Os anos continuaram. Naruto aprendeu a correr ao redor das colunas de energia da base; riu, chorou, desafiou limites. Eu também envelhecia de outra maneira — noites partidas entre cochilos e simulações. Havia culpa, às vezes, quando lia relatórios de Konoha: vozes exaltadas no conselho, pistas falsas plantadas por interesse político, o crescimento de uma narrativa que pedia soluções drásticas. E havia, sempre, o rosto sereno de Shisui nas leituras — testemunha muda do que poderia vir.
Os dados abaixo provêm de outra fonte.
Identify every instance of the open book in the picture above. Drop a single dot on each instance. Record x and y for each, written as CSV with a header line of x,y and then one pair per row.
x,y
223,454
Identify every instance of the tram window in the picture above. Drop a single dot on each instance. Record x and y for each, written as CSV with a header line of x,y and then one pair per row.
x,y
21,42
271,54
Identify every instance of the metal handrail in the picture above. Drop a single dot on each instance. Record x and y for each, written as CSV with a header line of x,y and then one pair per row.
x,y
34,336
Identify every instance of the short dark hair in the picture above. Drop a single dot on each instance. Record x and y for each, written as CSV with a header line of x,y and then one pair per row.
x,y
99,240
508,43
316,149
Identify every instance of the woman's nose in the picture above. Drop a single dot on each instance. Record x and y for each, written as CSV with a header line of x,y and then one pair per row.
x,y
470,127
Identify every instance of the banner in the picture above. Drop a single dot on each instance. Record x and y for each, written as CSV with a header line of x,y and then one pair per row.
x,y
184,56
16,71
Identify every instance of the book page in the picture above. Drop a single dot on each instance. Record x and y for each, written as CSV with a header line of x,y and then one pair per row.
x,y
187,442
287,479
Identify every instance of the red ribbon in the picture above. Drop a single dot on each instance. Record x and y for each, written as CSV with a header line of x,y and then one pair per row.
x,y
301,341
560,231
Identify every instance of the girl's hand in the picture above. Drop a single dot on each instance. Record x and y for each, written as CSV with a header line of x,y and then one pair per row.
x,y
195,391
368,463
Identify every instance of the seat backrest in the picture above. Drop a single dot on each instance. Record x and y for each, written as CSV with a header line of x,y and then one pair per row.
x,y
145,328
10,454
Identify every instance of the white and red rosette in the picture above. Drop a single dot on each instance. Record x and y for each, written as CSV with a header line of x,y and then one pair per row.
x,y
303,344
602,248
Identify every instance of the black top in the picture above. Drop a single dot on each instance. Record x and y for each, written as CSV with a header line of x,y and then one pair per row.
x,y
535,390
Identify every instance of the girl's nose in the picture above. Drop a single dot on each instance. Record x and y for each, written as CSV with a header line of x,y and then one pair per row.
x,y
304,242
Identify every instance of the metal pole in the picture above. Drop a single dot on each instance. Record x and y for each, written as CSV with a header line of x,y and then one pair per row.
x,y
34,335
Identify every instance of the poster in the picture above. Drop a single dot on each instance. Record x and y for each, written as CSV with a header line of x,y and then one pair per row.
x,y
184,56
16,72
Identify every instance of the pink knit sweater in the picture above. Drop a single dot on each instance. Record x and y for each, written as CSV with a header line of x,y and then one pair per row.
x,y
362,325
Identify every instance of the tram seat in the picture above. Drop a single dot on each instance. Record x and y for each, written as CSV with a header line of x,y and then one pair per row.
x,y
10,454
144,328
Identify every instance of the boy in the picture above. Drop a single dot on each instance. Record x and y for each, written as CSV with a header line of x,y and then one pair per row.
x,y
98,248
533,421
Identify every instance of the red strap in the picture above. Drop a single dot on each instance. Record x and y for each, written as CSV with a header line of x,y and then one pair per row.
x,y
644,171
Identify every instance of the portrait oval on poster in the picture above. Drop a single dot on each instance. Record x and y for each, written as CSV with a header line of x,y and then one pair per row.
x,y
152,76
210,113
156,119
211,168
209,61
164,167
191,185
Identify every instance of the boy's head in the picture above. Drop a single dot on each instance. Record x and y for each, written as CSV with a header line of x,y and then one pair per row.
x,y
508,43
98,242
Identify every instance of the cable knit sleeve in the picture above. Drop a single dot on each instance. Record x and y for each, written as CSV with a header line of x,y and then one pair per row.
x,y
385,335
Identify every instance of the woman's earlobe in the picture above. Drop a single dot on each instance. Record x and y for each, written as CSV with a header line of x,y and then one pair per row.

Finalmente, numa madrugada em que chovia fino em Konoha, Alpha X soou com urgência contida. Um pico específico de ordens foi disparado da central de Danzo. Mensagens criptografadas se alinharam num padrão que, para minha máquina, significava apenas uma coisa: operação direcionada. A janela de ação que eu esperava havia se aberto.
"Ulicéu", a voz de Alpha X estava curta, sem floreios. "Existe uma convergência de sinais. Danzo mobilizou ativos da ANBU Ne próximos ao setor X. Há confirmação de que Shisui está isolado em um ponto de encontro. Tempo estimado de execução: trinta minutos."
O mundo condensou-se em conta-relogio. Peguei o Cajado dos Elementos, ajustei o foco ilusão e revelei a mim mesmo uma única diretriz: salvar Shisui de perder o que o tornava humano — sua visão, sua liberdade de escolha — e, se possível, manter toda a operação invisível para Hiruzen e para as peças políticas que inflamavam conflitos.
O ar frio da madrugada entrou pela base como uma promessa: se errasse, tudo aquilo poderia desencadear o massacre que eu vinha tentando evitar. Mas não agir significaria permitir que a ambição de Danzo transformasse um dom em arma.
Fechei os olhos, respirei e pousei a mão sobre a superfície do cajado. A travessia seria rápida, silenciosa e precisa. Ao meu redor, Naruto dormia, inconsciente do fio do destino que eu puxaria naquela noite. Saí.